Bill Shankly reckoned that 3 Scotsmen in a football team was the most you could have. Get four or more and instead of being a disciplined unit that sticks together at the core of your team, you would end up with any of the well-known Scottish divides creating cliques. East vs West, Orange vs Green, Highlander vs Lowlander, rural vs urban.
The Highlander vs Lowlander divide is very old. Culloden was not England vs Scotland. Most of Edinburgh and Glasgow folk saw the Jacobites as a step backwards towards a more feudal society. I’m told that most of the redcoats were lowlanders. Think of the attitude you see at a football match with a local Derby and then give both sides guns and swords. It was pretty much a settling of a local feud as much as England vs. Scotland.
After Culloden the clearances were often driven by lowlanders and their sheep, their racist disdain for the uncivilised, “Irish” tongue and culture. When the Campbells were sent to punish the MacDonalds, the Scottish Secretary, The Earl of Stair was quite specific about ridding the country of this “Catholic Sept”. McIain of McIain, (There’s a name eh? I’ll maybe become Dick of Dick?) the MacDonald leader was a Paris educated Catholic, and an arsey, disobedient highlander to boot. For Stair that was three good reasons to teach him a lesson. It was just an upmarket life or death version of the visceral hatreds you can see at that local derby.
That north south divide, Lowlander vs Highlander is a strong reflection of the physical countryside and in this race you run on the very geological divide. The geography really did drive the culture quite a bit. The Highlands were mountainous, isolated communities with few roads and with very poor, infertile soil. It was subsistence farming and sustained the clan culture. Feels like the Tribal areas are in Pakistan today just no Kalashnikovs and no Toyota Hiluxes, but all the smuggling and other activities that would annoy the hell out of a central government. In the south, a new system could be sustained. Modern “Improved” agriculture and industry changed the lifestyle forever. The Lowlanders and Borderers either joined in or emigrated. They adopted the new “early-capitalist” model and ideas that drove the American constitution and changes across Europe.

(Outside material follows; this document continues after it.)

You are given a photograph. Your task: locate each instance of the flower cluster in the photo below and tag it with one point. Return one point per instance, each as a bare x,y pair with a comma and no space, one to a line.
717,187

Callander Craigs is the exact southern edge of the narrow belt, about a kilometre wide, where the geography changes. You are on a physical divide that drove the Glencoe massacre, the 1715, the 1745, the clearances and much of our current culture. Drive north and it’s glens, lochs and mountains. South and it’s rich agriculture, mining and industry.
As a hill race, this looks like a lovey wee outing and clearly it is aimed at fun and inclusivity. I might say the “pursuit of happiness” to quote the Declaration of Independence’s idea taken from the lowland Scot Francis Hutcheson. After pursuing your happiness with a road finish take a hurl up the road past Braklinn Falls and turn and look. There is a lovely run from Callander to Comrie right along the divide if you can organise the transport. But at the high point of the road stop and look. To the south rich farmland that could sustain lords and dukes becoming mega landowners running agricultural businesses (Some still remain today) and allowing a thriving, more modern economy where what you did became relatively more important than who your parents were. To the North very, very different. Poor, scary, cold and wet, stick together in a clan or die. Economically it’s a divide that still shapes the economy and culture of today.
Shankly was right. We have a real talent to argue, driven by our rich history or indeed geology. And when you go for a warm-down you’ll see one of the real causes of one of those divides beneath your very feet.
Saturday 6th January 13:00 at Callander.